В конце сада стояла шаткая скамейка, повернутая спинкой к кирпичной стене, увитой старой, полной налившихся бутонов, готовой зацвести розой. Глаз, как на экспертизе, схватывал все детали, будто я был следователем, впервые осматривавшим место преступления. Я понимал, что в данной точке мир изменится навсегда, и радовался, что рядом со мной на скамье сидит Догго.
После нескольких звонков мне ответил Найджел.
– Сейчас, старина, она рядом, – произнес он с псевдоаристократическим распевом. Я понял, что они на улице, наверное, поблизости от бассейна – прожариваются под испанским солнцем до хрустящей корки.
– Дэнни!

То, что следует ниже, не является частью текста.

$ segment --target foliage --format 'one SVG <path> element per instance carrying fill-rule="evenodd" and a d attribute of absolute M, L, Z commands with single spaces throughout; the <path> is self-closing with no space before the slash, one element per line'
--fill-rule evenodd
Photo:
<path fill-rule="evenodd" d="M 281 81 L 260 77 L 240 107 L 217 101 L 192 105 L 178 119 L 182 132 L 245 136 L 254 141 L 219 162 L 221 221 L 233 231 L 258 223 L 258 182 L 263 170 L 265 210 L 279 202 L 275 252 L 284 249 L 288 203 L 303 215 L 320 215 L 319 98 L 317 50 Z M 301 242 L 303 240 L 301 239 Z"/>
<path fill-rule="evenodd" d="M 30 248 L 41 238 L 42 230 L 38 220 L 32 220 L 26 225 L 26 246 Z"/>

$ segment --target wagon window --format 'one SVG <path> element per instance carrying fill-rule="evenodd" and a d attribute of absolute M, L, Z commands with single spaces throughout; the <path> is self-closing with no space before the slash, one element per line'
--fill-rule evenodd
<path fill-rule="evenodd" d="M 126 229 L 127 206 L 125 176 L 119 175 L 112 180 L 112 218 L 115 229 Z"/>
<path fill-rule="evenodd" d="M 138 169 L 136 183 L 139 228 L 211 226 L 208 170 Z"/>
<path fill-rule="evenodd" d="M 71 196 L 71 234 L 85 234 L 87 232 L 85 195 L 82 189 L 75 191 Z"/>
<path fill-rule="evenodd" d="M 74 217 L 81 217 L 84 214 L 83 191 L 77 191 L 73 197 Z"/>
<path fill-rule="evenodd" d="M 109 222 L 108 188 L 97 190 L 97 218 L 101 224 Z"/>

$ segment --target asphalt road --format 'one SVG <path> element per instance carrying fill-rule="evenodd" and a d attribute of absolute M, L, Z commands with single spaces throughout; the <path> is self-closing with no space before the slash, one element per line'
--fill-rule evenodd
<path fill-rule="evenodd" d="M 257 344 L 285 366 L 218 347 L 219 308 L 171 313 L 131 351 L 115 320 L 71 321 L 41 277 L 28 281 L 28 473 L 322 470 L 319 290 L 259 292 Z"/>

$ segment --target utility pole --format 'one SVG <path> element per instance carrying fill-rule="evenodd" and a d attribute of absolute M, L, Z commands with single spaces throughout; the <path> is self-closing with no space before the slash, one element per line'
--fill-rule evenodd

Ну, наконец! Ты получил мое сообщение?
– Извини, телефон был выключен, меня пригласили на свадьбу.
Мать пожелала узнать, где именно в Чилтерне я нахожусь и значит ли то, что я туда приехал, что между нами с Эди что-то намечается. Ее вопросы не походили на предисловие, когда человек старается взять себя в руки, чтобы перейти к основной, довольно опасной теме. Судя по всему, матери было действительно любопытно, хотелось поболтать, и в итоге мне пришлось напомнить ей:
– Мам, ты сказала, что у тебя для меня есть нечто важное.
– Никак не могу найти записную книжку с днями рождения. Помню, что день рождения Алисы уже близко. Эмма убьет меня, если я опять о нем забуду.
Я молчал.
– Дэнни, ты меня слушаешь?
– Ты была расстроена.
– Разве?
– Мне показалось, ты плакала.
Мать в самом деле плакала – она только что получила сообщение, что ее старинная подруга проиграла битву с раком груди.
– Ты должен помнить ее – Пат Коннолл.
Я помнил, но смутно. Из детских лет выплыло лишь широкое лицо с каскадом темных вьющихся волос.
– Вот теперь жду известий, когда состоятся похороны. Может, когда приеду, пообедаем с тобой?
– Да, конечно.
– Тронута твоим энтузиазмом, – пошутила мать.
У меня не хватило духу сообщить остальным, что́ она мне сказала. Они бы подумали, что я параноик (а разве нет?) или того хуже – фантазер. Поэтому состряпал версию, которая являлась не совсем ложью:
– Она на днях прилетит в Англию и хочет пообедать со мной.
– И все? – уточнила Сибелла, сверля меня испытующим взглядом.
– Да.
– Ни намека на то, правы вы или нет?
– Сиб, оставь бедного парня в покое! – воскликнул Эллиот. – Он не хочет разговаривать об этом.
– Раньше говорил очень даже охотно.
Эди многозначительно посмотрела на мать. Сибелла сдалась, но я понял: она что-то заподозрила.
Накануне я сказал Эди, что утро вечера мудренее, и она согласилась. Тема Тристана являлась табу. Подъезжая к Лондону, я не сдержался и заговорил о нем.
– Что вам сказать? Как есть, так и есть.
– Эди, он женат.
– Несчастливо женат. Вы обещали не судить меня.
– Я не осуждаю, только…
– Что?
– Не знаю. Наверное, встревожен.
– Не надо волноваться.
Вот и все – на этом разговор оборвался.
Глава семнадцатая
Я обрадовался, когда к кормилу вернулся Ральф. Да, в нем было нечто нелепое и комическое, напоминающее капитана Джека Воробья. Но он, по крайней мере, вызывал к себе уважение в отличие от Тристана, который требовал к себе уважения. К Тристану я теперь внимательно приглядывался. Раньше тоже не мог от него отмахнуться, но хотя бы удавалось задвинуть его куда-то на периферию поля зрения. Теперь не получалось – с тех пор, как убедился, что у него с Эди связь. Тристану не нравилось снова играть вторую скрипку. Это я заметил по его глазам, когда Ральф собрал нас на совещание по поводу рекламы «Варго».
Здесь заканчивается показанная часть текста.